British Medical Bulletin
- Discipline: Medicine
- Language: English
- Edited by: Nicola Maffulli

Publication details
- History: Since 1943
- Publisher: Oxford University Press
- Frequency: Quarterly
- Impact factor: 5.4 (2024)

Standard abbreviations
- ISO 4: Br. Med. Bull.

Indexing
- CODEN: BMBUAQ
- ISSN: 0007-1420 (print) 1471-8391 (web)
- OCLC no.: 855519

Links
- Journal homepage; Online access; Online archive;

= British Medical Bulletin =

The British Medical Bulletin is a quarterly peer-reviewed medical journal that publishes review articles on a wide variety of medical subjects. The journal was established in 1943 and is published by Oxford University Press. The editor-in-chief is Nicola Maffulli (Queen Mary University of London). According to the Journal Citation Reports, the journal has a 2024 impact factor of 5.4. The journal focuses on authoritative, invited reviews that interpret “growing points” in medicine and help clinicians incorporate both new evidence and new conceptual approaches into practice. The journal does not accept unsolicited submissions and all its published reviews are commissioned by the editorial board.

==Notable articles==
As of November 2025, the journal's website listed the following most-read articles:

- Howcroft, Alastair (2025). "AI chatbots versus human healthcare professionals: a systematic review and meta-analysis of empathy in patient care"
- Eaton, Georgette (2023). "Addressing the challenges facing the paramedic profession in the United Kingdom"
- Billings, Jo (2025). "PTSD and complex PTSD, current treatments and debates: a review of reviews"
- Spriggs, Merle (2023). "Children and bioethics: clarifying consent and assent in medical and research settings"
- Lyman, Monty (2025). "Antipsychotic drugs at 75: the past, present, and future of psychosis management"

==History==
The journal was conceived in 1940 through collaboration between the British Medical Journal and the Ministry of Information, and it grew from the British Medical Information Service, which had been set up to counter wartime misinformation about British medicine and science.
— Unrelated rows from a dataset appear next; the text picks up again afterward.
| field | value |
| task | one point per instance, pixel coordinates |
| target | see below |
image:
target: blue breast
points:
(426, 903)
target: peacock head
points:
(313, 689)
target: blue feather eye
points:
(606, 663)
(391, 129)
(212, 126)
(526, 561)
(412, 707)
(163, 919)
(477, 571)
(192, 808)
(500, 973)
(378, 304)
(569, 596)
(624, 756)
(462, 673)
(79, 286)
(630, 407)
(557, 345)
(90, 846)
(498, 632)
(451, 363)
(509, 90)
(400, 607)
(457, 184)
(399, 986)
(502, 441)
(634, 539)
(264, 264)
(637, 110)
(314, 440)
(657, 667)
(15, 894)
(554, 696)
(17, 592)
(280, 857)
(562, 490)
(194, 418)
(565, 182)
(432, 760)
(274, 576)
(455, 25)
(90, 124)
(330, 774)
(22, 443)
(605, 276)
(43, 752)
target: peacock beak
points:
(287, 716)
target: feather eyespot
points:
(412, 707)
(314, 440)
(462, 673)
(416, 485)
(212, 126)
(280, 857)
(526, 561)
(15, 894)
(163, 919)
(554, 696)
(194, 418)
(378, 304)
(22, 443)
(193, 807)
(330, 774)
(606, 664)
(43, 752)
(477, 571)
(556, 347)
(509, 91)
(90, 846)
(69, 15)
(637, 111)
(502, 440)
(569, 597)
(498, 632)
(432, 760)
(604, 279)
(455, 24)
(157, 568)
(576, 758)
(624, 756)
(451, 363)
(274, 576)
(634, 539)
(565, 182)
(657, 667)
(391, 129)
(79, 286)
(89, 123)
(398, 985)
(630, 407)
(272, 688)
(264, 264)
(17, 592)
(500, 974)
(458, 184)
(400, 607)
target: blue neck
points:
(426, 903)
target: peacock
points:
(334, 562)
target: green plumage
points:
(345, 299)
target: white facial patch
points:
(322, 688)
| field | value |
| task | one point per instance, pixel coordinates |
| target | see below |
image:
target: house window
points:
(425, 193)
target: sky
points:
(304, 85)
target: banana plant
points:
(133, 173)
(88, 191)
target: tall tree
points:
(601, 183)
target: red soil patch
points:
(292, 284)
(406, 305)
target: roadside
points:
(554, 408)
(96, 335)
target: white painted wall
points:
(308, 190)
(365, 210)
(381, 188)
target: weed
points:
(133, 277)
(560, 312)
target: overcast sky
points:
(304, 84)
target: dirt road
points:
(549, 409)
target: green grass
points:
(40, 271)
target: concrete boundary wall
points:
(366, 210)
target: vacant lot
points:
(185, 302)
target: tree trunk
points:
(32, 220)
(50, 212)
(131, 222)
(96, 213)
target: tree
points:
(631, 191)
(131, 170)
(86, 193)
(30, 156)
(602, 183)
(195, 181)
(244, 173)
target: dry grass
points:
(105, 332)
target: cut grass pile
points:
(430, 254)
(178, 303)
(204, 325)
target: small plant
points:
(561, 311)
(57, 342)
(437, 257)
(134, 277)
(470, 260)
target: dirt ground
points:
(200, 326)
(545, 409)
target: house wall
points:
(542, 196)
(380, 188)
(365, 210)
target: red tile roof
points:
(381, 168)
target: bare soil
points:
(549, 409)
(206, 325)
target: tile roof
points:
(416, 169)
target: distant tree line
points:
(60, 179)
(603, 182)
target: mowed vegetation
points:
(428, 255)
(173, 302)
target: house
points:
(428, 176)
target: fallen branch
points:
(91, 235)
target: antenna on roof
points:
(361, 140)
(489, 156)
It began in 1943, created by the British Council from an earlier wartime project to share British medical research with other countries. From the mid-1940s onwards, each issue increasingly focused on a single theme, with specially commissioned review articles by authoritative experts. The journal has an extensive online archive stretching back to its inaugural 1943 issue.